You refinanced your home mortgage a few months ago, but interest rates have dropped dramatically since that time. Or perhaps you have had a financial emergency pop up and it would be really helpful to tap some of your home equity with a cash-out refi. Is it possible to refinance again? And should you?
Specific Loan Requirements
While borrowers can refinance as many times as they want, there may be specific waiting periods based on your particular loan. For example, a “seasoning” period of six months is the standard wait for most conventional lenders. If you refinance with another lender within that period, you may be charged a penalty.
Government-backed loans have their own stipulations. Those with FHA loans who want to get an FHA streamline refinance must wait 210 days – seven months – from the first mortgage closing date and 180 days – six months – from the due date of the first mortgage payment before beginning refi proceedings. If the refinance is for an FHA cash-out loan, borrowers must wait just six months from the original close.
Borrowers with VA loans looking to do a VA streamline refinance are required to wait for either 210 days from the date of the first mortgage payment or the date the sixth payment is made, whichever occurs later. For VA cash-out refis, the waiting period is 210 days from the original closing date.
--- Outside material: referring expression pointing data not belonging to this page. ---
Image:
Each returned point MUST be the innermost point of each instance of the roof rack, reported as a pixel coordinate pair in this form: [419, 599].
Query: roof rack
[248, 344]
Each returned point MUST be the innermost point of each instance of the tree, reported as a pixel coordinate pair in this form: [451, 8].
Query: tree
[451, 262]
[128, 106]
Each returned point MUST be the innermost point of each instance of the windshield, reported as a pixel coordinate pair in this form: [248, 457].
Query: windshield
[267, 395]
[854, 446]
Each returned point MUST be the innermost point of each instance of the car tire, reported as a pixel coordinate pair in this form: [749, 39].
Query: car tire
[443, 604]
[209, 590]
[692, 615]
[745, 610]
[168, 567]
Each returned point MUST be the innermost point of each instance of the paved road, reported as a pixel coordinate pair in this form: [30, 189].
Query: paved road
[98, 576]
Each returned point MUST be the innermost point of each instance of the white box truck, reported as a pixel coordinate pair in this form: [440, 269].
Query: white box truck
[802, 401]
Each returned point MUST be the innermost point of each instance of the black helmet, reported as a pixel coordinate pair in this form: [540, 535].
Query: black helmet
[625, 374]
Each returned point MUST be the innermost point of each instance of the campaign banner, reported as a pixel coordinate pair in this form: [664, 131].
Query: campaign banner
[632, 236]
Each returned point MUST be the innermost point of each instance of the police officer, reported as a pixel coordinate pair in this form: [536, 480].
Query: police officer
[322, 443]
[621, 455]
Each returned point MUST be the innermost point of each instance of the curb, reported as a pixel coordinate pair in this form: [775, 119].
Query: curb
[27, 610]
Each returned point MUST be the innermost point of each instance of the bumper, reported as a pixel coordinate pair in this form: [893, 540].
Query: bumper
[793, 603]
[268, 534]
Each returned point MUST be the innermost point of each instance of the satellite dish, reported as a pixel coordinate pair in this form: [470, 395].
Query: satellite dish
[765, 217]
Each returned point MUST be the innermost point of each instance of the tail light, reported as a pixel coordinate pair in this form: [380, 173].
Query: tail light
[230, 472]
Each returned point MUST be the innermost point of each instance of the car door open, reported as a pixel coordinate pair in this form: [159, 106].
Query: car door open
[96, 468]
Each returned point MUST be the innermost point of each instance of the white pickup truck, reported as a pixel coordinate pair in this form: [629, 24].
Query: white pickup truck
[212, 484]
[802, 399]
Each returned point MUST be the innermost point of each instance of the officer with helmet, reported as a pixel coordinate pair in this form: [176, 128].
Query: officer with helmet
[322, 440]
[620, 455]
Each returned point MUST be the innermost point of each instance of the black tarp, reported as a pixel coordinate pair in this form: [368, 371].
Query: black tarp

The Costs of Refinancing Again
After determining whether you can refinance again now, it's also important to figure out whether it makes sense financially. All mortgage originations come with closing costs, even if they are rolled into the end of the loan. These fees include things like appraisals, title search, credit checks and application charges. In the end these costs can add up to between 2% and 5% of the loan principal. Every time you refinance you pay these fees again, negating some of the savings from a lower interest rate.
And of course, a refinance loan resets the terms of your mortgage. For example, if you were 5 years into paying off your 30-year loan, you will now be back to another 30-years of mortgage payments. That is an important factor to consider especially if you are nearing retirement.
When it Makes Sense
Yet there are times when it makes financial sense to refinance again. If interest rates have dropped at least 1 percentage point from your current mortgage rate, you could realize significant monthly savings even with the added closing costs. Or if you have an emergency cash need, like a health crisis or major house repairs, a cash-out refi could save you money compared to using credit cards, taking out a personal loan, or even a home equity loan with a higher interest rate. Another reason to refinance again is when your credit score has improved, and you could qualify for a lower interest rate. This could save you thousands in interest over the course of the loan, even if you have to pay some upfront costs.
Refinancing multiple times is possible and how often you can depend on the rules of your specific loan. Just make sure that the savings will outweigh the costs before you refinance again.